Purple sweet potatoes are very high in anthocyanins, the same antioxidants that are in blueberries.  I don't know if the sweet potatoes mugged some blueberries for their antioxidants or what, but whoa.  That is some purple food.

I'd say the main reason to buy these is the color.  I baked them, and because they were so small they got kind of dry.  I also think the flesh is naturally drier than that of the typical orange sweet potato.  The taste is about the same.   Peeling all those little potatoes was kind of a pain.  But it was worth it because purple!

Yesterday I went produce shopping at Wegman's, which is usually a good place to get sweet potatoes.  I didn't see any purple ones, but I got about 7 or 8 pounds of orange and two pounds of white.  I had never tried the white ones before and thought I would check them out.  This morning I baked them all and peeled them, so they'd be ready to eat throughout the week:

The "white" ones.  As you can see, the flesh is more of a Yukon Gold sort of color.

 
Classic orange.  Look at all those dark spots where the sugars caramelized.  Om nom nom.

  Wikipedia says the white sweet potatoes are not as sweet as the orange ones.  They must be thinking of some other white sweet potatoes.  These were hella sweet, maybe even sweeter than the orange ones.  They were so sweet, in fact, that I couldn't eat my usual lunchtime fruit because I was on sugar overload.
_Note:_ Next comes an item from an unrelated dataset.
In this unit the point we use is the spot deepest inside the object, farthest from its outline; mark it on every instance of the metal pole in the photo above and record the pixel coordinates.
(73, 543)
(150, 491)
My lunch.  "White" sweet potato, broccoli, and soy kheema.  Yes, we are still eating that stuff.
Some fun facts about sweet potatoes:

  • They are native to Central America and were first cultivated in what would become the Southern United States in the 16th century.
  • They are members of the same genus as morning glories.  Check out this blossom: 
  • They are not yams.  Totes different genus, family, everything.  According to the World's Healthiest Foods web site, which I am not linking to here because there is a disgusting picture of a dead turkey that follows you everywhere you go on it, the archetypal orange sweet potato was first introduced to the U.S. in the mid-20th century, and the growers called them "yams" to distinguish them from the sweet potatoes everyone was familiar with, which were white.  Of course the people responsible for this web site also appear to believe dead birds are among the world's healthiest foods, so I don't know how much credence to give this story.  Wegman's calls both the orange and the white sweet potatoes "yams." 

 I baked 10 pounds of russet potatoes this morning, too.  When it comes to starchy tubers, I believe in equal opportunity regardless of genus.